The characters of this book have a way of looking back, a particular element to their characters, that provides information and says so much without saying very much at all. Everything important that’s being said hangs in the background of the characters’ choices and actions. They will drop in a one liner or two on every 50 or so pages that leaves the reader thinking, quaking even, at the tippling effect they give to your mind.
This is a novel that centres around an uncovering of the past. It is a collective of people coming to realise their own story and tell it in real time, in their own words. They have been silent and suppressed for so long, with attitudes being forced into their collective consciousness for centuries, due to the occupation of their home and their land. This story opens the gates that have been rusted over for so long, whilst creating new myths and fables that add to their own culture for centuries to come. It is an uncovering and a building of a people, with a story that is pillared by characters that stick and shine.
A beautiful book, with some gloriously slick prose, and translated with the heart and care that such a delicate story deserves.
Huge thanks to Netgalley and Archipelago press for the digital ARC of Paulina Chiziane's 'The Joyful Song of the Partridge'.

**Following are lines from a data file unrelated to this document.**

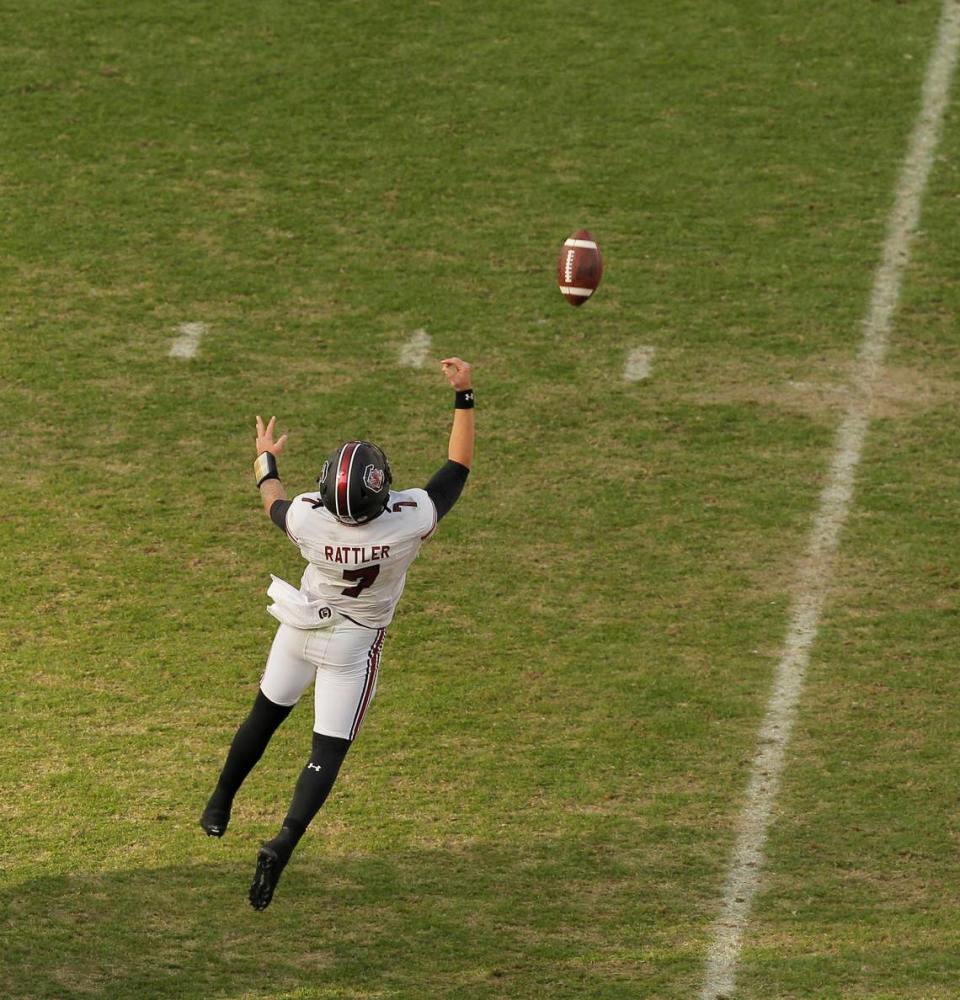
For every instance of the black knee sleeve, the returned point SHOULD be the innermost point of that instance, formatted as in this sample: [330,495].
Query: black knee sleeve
[316,780]
[248,744]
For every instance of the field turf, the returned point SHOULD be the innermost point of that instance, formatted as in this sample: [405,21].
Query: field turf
[543,799]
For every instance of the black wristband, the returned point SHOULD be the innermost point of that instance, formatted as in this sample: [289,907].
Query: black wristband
[264,468]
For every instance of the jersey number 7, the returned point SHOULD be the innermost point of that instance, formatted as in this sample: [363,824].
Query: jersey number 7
[365,575]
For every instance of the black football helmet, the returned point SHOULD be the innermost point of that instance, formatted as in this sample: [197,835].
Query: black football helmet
[355,482]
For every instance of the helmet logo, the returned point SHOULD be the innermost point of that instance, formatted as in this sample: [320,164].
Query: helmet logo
[373,478]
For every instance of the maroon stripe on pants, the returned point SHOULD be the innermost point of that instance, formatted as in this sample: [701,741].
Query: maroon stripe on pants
[373,665]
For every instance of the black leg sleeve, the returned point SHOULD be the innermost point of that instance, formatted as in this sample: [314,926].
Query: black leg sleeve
[315,782]
[248,745]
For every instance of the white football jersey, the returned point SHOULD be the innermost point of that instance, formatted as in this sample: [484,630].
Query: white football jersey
[360,569]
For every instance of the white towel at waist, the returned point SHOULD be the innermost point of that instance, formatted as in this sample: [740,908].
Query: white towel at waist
[294,608]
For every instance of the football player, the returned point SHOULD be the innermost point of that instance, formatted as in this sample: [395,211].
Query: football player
[359,537]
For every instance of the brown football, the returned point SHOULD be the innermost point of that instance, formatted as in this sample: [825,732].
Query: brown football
[579,268]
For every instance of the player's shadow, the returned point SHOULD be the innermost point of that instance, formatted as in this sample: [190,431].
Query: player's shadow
[476,922]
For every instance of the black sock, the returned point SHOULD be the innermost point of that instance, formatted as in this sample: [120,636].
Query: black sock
[314,784]
[247,748]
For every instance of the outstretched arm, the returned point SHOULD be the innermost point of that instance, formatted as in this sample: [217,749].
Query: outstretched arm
[462,434]
[265,468]
[447,482]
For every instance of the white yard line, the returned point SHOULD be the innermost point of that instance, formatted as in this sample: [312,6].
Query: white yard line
[187,344]
[817,565]
[414,352]
[639,364]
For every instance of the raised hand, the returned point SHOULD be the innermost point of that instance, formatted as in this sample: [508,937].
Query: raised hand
[457,372]
[265,441]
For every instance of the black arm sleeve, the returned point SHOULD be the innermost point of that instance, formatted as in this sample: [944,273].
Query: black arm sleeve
[278,513]
[445,486]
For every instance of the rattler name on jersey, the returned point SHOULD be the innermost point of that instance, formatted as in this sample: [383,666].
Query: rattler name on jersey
[360,570]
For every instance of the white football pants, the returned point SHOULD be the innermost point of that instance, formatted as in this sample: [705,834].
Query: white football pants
[344,658]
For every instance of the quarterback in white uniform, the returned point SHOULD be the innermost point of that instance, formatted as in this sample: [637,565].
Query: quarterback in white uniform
[359,538]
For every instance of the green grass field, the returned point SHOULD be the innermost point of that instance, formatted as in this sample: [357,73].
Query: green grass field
[543,799]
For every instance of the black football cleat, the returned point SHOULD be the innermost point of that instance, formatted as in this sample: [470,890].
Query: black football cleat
[266,877]
[215,821]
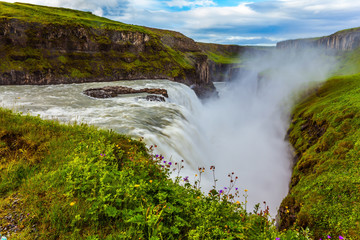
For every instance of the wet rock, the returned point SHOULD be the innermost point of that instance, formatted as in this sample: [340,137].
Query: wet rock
[154,98]
[113,91]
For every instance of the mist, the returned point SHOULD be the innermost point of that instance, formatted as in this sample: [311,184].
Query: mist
[245,127]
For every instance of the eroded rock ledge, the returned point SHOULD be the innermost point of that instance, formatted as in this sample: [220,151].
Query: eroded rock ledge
[113,91]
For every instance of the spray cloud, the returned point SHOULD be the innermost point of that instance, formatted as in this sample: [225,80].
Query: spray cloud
[246,127]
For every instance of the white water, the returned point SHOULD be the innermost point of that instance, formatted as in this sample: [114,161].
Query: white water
[243,131]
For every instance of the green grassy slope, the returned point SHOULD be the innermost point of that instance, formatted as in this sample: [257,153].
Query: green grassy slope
[325,133]
[51,15]
[77,182]
[42,45]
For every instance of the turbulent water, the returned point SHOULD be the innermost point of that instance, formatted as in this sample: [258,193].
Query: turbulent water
[242,131]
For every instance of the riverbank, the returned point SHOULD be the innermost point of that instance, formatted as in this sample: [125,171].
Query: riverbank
[77,182]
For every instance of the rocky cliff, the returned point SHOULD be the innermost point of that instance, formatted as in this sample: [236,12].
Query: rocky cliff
[343,40]
[41,45]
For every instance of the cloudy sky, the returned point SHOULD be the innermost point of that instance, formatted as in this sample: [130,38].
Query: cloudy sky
[244,22]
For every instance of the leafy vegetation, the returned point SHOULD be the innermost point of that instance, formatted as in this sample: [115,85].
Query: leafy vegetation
[324,194]
[77,182]
[63,46]
[51,15]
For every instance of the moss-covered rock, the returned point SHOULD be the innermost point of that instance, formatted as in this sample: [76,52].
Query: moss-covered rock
[43,45]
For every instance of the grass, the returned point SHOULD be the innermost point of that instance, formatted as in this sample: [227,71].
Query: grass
[325,133]
[63,16]
[100,54]
[78,182]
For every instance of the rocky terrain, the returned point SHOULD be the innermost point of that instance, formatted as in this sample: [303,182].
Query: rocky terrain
[113,91]
[342,40]
[51,47]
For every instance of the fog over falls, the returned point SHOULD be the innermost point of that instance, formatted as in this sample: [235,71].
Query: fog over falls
[246,127]
[242,131]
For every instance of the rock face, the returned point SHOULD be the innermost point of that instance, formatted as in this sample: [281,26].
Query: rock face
[70,52]
[113,91]
[341,41]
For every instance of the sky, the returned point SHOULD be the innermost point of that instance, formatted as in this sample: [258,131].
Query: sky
[242,22]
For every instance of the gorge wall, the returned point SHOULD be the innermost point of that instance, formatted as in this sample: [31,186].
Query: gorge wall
[342,40]
[88,48]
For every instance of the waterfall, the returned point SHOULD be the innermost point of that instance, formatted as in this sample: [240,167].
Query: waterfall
[242,131]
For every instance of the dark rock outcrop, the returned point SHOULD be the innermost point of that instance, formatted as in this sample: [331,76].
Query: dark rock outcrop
[154,98]
[71,52]
[231,63]
[340,41]
[113,91]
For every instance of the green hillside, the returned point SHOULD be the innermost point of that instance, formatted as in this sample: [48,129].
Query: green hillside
[77,182]
[51,15]
[44,45]
[325,132]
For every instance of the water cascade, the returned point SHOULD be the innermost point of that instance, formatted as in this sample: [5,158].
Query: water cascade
[242,131]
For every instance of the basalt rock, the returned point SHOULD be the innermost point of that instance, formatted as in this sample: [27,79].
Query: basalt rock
[339,41]
[113,91]
[34,53]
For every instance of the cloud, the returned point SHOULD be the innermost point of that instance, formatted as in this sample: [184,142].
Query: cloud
[201,19]
[187,3]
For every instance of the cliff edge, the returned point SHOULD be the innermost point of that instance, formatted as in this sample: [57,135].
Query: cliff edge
[343,40]
[43,45]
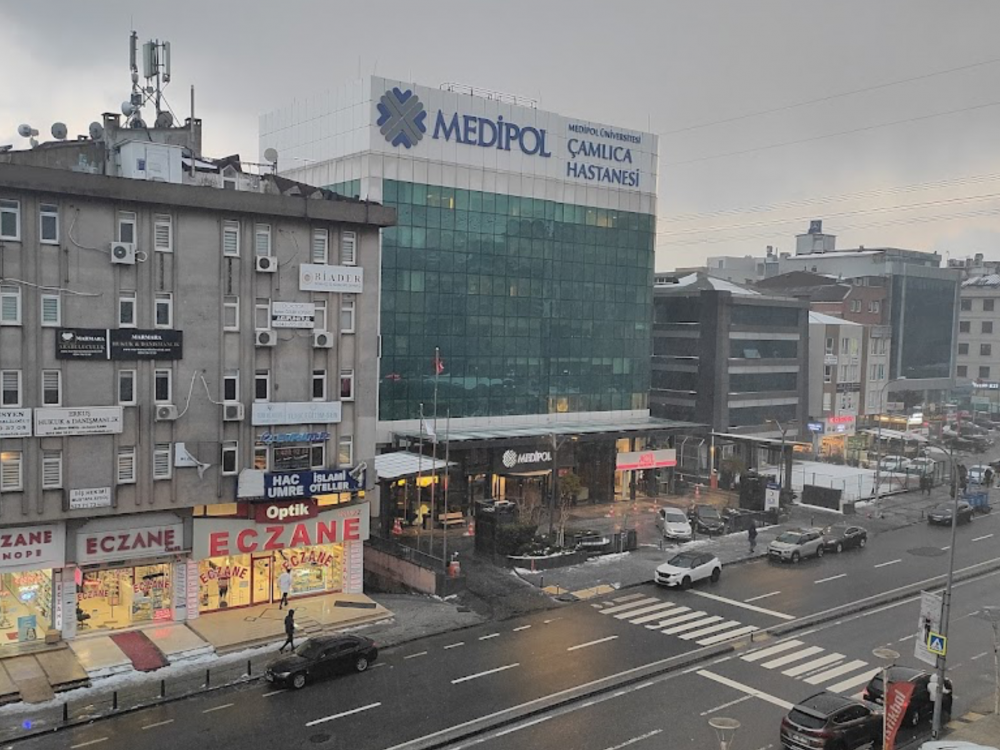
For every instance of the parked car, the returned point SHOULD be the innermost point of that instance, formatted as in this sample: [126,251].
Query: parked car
[795,544]
[942,513]
[839,538]
[827,721]
[673,524]
[921,706]
[707,519]
[686,568]
[321,657]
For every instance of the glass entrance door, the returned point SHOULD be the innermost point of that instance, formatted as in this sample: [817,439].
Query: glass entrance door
[261,580]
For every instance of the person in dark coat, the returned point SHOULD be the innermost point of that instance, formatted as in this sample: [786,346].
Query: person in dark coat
[289,632]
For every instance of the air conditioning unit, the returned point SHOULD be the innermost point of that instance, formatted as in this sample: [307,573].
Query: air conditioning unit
[233,411]
[123,252]
[267,264]
[166,413]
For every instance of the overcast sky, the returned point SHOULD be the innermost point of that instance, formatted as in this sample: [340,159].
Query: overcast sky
[928,182]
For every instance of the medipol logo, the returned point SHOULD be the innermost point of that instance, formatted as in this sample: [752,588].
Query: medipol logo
[401,117]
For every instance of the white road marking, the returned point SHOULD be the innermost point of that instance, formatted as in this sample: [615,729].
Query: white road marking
[745,689]
[891,562]
[810,666]
[744,605]
[357,710]
[726,636]
[851,666]
[159,724]
[483,674]
[794,656]
[777,649]
[762,596]
[592,643]
[831,578]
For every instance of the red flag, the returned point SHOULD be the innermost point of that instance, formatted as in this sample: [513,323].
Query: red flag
[897,698]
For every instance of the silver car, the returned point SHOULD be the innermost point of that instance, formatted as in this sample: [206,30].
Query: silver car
[795,544]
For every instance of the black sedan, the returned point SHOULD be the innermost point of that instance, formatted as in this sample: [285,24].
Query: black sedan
[839,538]
[942,513]
[321,657]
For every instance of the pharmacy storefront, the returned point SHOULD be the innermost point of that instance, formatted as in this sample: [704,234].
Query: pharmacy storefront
[241,559]
[28,557]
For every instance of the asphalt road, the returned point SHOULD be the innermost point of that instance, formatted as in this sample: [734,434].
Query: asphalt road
[428,686]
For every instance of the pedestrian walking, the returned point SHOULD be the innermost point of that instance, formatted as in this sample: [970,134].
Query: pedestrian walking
[289,632]
[284,586]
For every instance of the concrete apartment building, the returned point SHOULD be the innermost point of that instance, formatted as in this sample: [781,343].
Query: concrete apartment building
[188,352]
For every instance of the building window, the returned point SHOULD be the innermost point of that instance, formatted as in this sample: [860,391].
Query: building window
[126,226]
[349,248]
[231,238]
[262,385]
[321,246]
[11,471]
[162,386]
[48,224]
[126,387]
[163,233]
[262,241]
[161,461]
[347,307]
[319,385]
[230,458]
[10,388]
[231,386]
[126,465]
[126,310]
[345,451]
[51,388]
[51,470]
[347,385]
[10,305]
[51,313]
[10,220]
[231,313]
[164,310]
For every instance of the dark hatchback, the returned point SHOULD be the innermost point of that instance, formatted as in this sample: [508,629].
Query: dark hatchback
[322,657]
[827,721]
[941,515]
[921,707]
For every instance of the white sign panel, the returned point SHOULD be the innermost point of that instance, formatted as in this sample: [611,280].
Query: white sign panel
[90,420]
[293,315]
[929,622]
[15,423]
[344,279]
[94,497]
[296,412]
[32,547]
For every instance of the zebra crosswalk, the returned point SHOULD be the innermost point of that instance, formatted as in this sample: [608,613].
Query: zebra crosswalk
[678,620]
[814,665]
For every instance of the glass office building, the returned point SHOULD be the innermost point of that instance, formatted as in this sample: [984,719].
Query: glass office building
[523,249]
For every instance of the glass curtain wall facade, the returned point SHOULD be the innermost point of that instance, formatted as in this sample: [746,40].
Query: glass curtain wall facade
[537,306]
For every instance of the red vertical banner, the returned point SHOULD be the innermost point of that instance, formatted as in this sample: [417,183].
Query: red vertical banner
[897,698]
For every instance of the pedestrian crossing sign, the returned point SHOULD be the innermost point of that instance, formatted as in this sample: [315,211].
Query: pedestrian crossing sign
[937,644]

'The Joyful Song of the Partridge' is an ambitious novel about the history of Mozambique.
It was beautifully translated from the Portuguese by David Brookshaw.
A strange woman appears in a town where nothing ever happens.
She is sitting naked in the river.
The townspeople say she must be crazy or possessed because she seems too comfortable with her nakedness, and she has no idea where she came from.
What led her to that state of mind?
"She said her name was Maria," one of the women explains.
"Can that really be her name?" The headman's wife asks.
"Every Maria has another name, because Maria isn't a name, it's a synonym
of woman. But tell me: what was she like?"
"She has the shape of a person but isn't a person. She looked like the angel of darkness. A messenger of disaster. She looked like a ghost, a creature from another world," one of the women says."
The townspeople interpret her arrival as a bad omen, and some take it as a sign that women will soon take over the position of power from the greedy hands of men.
At its core, 'The Joyful Song of the Partridge', is a novel about Mozambique under the Portuguese colonial rule. It's about the effects of colonialism on the colonised populations.
It's a family saga full of diverse characters from various backgrounds. It has a nice balance of Mozambican history, fairytales and the author's humorous frankness.
I truly enjoyed the storytelling and imagery in this novel.
There's a quote in this novel that describes how I feel about Paulina Chiziane's writing:
"Telling a story means carrying minds on a flight of the imagination and then bringing them back to the world of reflection."
With 'The Joyful Song of the Partridge' she achieved just that.